The Triangle of Breeding
“What I was told and think is very true, is that there is a triangle of success: 1. Genetics: the breeder picking the right parents. 2. Nutrition: Conception to adulthood. 3. Management: Farrier, vet, saddle fit and training. If one is missing, the other two will not be able to rise as well. Genetics set the basis for everything, they need to enable the horse with quality of gaits, interior and correct composition. Nutrition and management have to build on that. Those two continuously change. The needs of a foal are different to the needs of a three-year-old to the needs of a Grand Prix Horse.”
The Haymon’s chose to live in the Tryon area because the hills of the Carolinas are good for the horses to grow up on. Still, when necessary, Maryanna will load her horses and drive them to the aqua training. “That keeps them busy, it gives them a task, especially the stallions. They come home tired, but they love to go. And it is good for them.
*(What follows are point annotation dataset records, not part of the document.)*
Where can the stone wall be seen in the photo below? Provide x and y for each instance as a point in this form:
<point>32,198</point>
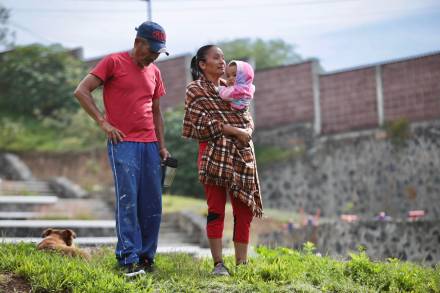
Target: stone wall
<point>360,173</point>
<point>417,241</point>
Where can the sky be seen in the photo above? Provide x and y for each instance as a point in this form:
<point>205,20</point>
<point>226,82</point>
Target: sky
<point>340,33</point>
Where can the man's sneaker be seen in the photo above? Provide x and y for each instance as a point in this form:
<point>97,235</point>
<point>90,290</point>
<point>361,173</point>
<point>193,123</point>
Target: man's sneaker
<point>220,270</point>
<point>133,270</point>
<point>146,265</point>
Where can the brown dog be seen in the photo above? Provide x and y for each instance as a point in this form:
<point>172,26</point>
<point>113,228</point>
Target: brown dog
<point>62,241</point>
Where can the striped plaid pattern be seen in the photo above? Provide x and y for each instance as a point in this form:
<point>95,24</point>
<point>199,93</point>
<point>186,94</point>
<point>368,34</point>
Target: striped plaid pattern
<point>223,163</point>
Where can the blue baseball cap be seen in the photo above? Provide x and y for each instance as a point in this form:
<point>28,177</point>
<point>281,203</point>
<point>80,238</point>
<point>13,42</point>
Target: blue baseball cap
<point>154,34</point>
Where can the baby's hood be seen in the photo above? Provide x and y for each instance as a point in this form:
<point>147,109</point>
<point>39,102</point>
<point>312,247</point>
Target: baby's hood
<point>245,73</point>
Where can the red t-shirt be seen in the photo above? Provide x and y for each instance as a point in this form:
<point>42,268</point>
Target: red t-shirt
<point>129,92</point>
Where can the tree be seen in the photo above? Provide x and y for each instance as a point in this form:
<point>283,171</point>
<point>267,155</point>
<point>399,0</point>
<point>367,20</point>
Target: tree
<point>37,80</point>
<point>266,54</point>
<point>185,151</point>
<point>5,33</point>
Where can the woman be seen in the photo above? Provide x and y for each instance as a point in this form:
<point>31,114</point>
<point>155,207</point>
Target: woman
<point>226,158</point>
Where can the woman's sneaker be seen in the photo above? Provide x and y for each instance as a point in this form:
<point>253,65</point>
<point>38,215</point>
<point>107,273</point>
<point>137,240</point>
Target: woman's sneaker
<point>146,265</point>
<point>220,270</point>
<point>132,270</point>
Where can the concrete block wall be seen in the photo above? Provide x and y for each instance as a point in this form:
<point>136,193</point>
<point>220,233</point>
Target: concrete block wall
<point>412,89</point>
<point>348,100</point>
<point>284,95</point>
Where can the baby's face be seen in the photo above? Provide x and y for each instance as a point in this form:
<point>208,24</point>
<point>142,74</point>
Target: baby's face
<point>231,73</point>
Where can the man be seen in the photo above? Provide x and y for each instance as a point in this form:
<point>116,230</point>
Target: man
<point>134,126</point>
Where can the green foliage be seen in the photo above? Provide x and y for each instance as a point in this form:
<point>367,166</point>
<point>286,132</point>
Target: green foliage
<point>266,54</point>
<point>37,81</point>
<point>272,270</point>
<point>6,35</point>
<point>398,131</point>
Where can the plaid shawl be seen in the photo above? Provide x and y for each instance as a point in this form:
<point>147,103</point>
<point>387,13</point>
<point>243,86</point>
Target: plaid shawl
<point>223,163</point>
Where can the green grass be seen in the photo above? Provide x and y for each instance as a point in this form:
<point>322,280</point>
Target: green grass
<point>279,270</point>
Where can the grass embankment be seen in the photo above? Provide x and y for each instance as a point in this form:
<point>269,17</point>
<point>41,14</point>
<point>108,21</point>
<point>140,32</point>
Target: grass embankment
<point>279,270</point>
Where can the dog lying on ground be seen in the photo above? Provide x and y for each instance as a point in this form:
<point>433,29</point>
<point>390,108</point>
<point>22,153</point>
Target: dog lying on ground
<point>62,241</point>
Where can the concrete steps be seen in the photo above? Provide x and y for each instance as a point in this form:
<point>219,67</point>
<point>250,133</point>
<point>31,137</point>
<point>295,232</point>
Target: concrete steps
<point>101,231</point>
<point>24,187</point>
<point>25,203</point>
<point>27,208</point>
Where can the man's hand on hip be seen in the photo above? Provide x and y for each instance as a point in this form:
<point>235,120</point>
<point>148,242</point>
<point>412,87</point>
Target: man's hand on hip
<point>164,154</point>
<point>114,134</point>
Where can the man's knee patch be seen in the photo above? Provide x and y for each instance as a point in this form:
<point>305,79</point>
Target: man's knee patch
<point>212,216</point>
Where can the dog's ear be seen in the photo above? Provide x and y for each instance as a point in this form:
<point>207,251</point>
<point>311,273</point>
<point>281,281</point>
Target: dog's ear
<point>68,236</point>
<point>46,232</point>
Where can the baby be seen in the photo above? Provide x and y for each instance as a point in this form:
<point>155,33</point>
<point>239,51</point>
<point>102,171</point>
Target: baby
<point>240,89</point>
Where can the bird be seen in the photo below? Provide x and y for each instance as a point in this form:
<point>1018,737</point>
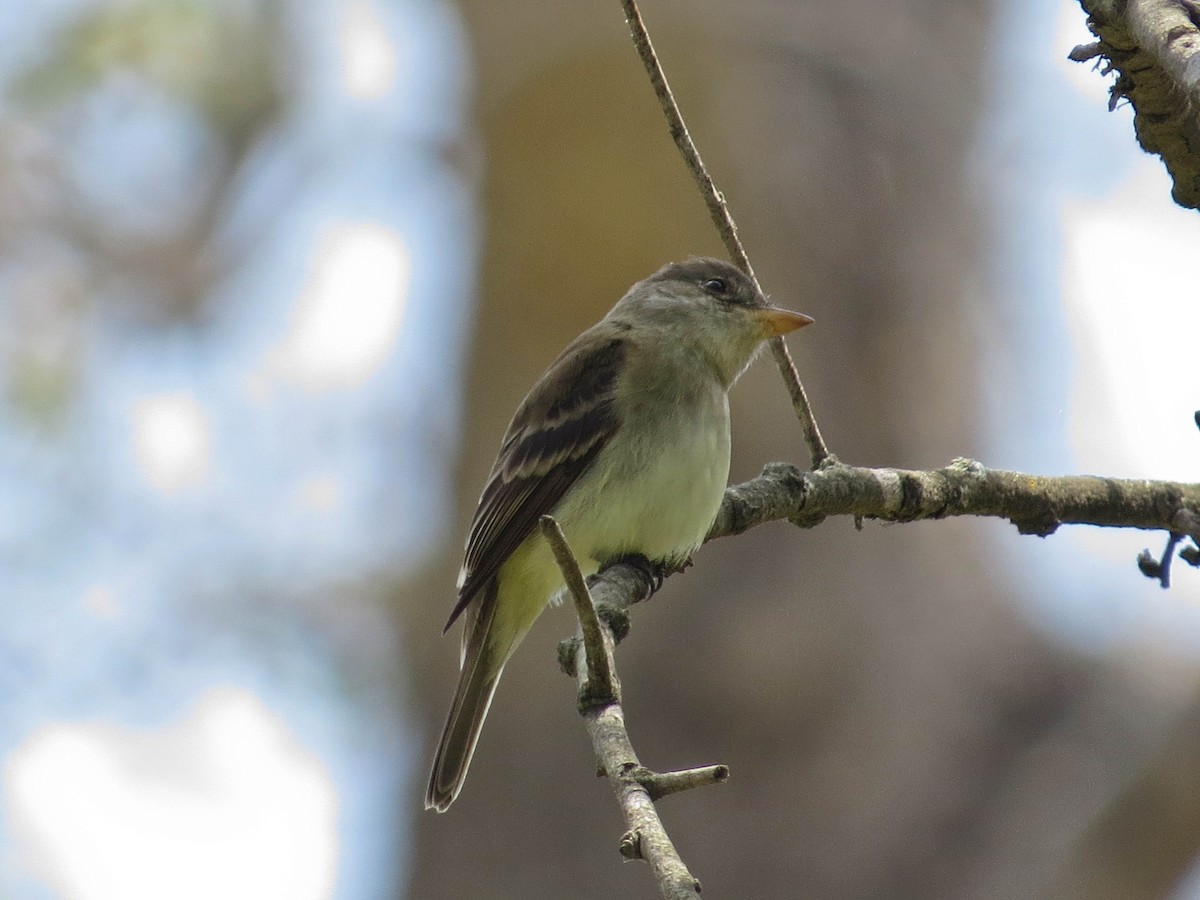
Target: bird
<point>625,442</point>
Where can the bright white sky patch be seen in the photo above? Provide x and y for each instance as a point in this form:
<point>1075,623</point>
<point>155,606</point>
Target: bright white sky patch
<point>223,804</point>
<point>1133,315</point>
<point>172,442</point>
<point>348,318</point>
<point>367,53</point>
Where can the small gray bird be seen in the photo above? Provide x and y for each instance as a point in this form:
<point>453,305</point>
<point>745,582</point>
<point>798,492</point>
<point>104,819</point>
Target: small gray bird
<point>625,441</point>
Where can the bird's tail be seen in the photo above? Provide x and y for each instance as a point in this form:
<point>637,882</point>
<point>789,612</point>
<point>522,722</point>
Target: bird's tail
<point>481,667</point>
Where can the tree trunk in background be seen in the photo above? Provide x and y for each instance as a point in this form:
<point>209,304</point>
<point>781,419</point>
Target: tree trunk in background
<point>893,727</point>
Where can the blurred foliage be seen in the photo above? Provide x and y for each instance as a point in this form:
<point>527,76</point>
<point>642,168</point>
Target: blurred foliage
<point>219,58</point>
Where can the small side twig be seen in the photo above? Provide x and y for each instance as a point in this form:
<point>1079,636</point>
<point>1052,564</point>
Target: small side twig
<point>724,221</point>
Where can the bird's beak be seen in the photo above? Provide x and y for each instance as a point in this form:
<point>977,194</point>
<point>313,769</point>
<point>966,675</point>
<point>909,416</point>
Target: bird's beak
<point>777,322</point>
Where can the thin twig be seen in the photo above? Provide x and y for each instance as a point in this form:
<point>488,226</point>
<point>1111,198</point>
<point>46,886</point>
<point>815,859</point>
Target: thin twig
<point>724,221</point>
<point>636,787</point>
<point>599,684</point>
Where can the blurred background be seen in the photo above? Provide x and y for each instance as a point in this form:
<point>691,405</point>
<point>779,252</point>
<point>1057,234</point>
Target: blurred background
<point>274,274</point>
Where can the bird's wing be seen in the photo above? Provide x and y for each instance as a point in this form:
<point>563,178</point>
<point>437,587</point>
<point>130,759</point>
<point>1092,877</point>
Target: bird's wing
<point>553,438</point>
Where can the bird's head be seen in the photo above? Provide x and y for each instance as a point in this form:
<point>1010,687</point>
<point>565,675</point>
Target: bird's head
<point>708,306</point>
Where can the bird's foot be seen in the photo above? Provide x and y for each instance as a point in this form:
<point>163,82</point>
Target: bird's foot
<point>654,573</point>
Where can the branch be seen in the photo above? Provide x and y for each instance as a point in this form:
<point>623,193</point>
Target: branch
<point>600,684</point>
<point>636,787</point>
<point>723,219</point>
<point>1036,504</point>
<point>1155,48</point>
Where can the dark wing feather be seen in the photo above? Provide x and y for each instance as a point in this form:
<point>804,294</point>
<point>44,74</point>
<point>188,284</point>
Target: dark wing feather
<point>553,438</point>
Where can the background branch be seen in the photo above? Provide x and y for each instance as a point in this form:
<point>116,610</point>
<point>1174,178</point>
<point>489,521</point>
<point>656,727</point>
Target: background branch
<point>724,221</point>
<point>1155,47</point>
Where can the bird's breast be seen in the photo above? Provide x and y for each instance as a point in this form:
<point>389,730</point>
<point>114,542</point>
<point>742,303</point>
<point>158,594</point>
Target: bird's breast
<point>657,487</point>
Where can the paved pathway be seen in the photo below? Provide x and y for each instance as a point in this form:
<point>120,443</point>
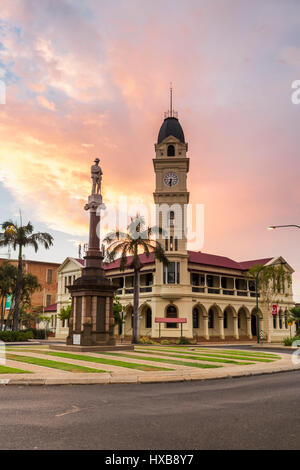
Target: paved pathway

They develop muscles without putting too much pressure on the joints.” On the question if she does it with all her horses, she had to smile a little: “No, you never do anything with all horses. You have to assess every one of them separately to provide them what they need. Nutrition, exercise, farrier,… every horse gets it all, but what exactly, how much and how frequently depends on the horse.
The Story of the Happy Horse
Doctor Wendell is the prime example of Maryanna and Wendell’s breeding. Doctor Wendell was an embryo transfer. The surrogate mother did not accept him, so he had to be bottle fed. He was not very hungry and did not touch his supplements. “But he was always happy. And he still is.” His current rider Jim Koford who already rode the now 8-year-old to a third rank for the National Developing Horse Grand Prix entitles him as the playboy. This horse has some character. He is the kind of horse who will tear things of the wall and drop them when you look, pretending it wasn’t him. You can see the glow in Maryanna’s eyes when she is telling these stories about her horses. “Doc always had this presence as a stallion. When he was three we brought him to Hilltop Farms where Michael Bragdell started him. He needed more exposure, so Chris Hickey took over and showed the stallion in Florida. Having been in Florida for only one month as a five year old, Ingrid Klimke showed him during a seminar and even jumped him, that is how easy and mature he was.” Turning back to Hilltop, Michael and Chris wrote a Pas de Deux with Doctor Wendell and Don Principe, Maryanna and Wendell’s other stallion.
When Chris quit Hilltop, Jim Koford took over and developed the stallion to Grand Prix. This continuous success is not blinding Maryanna: “He is a bit small and a bit short, but he produces better then himself which is important for a breeding stallion. He produced the reserve grand champion at Devon last year, his first descendants are started under saddle and show good ride-ability.” This dedication, the being critical about the own horses, the horsemanship, and the grit – that is what I found on this visit truly makes a good breeder.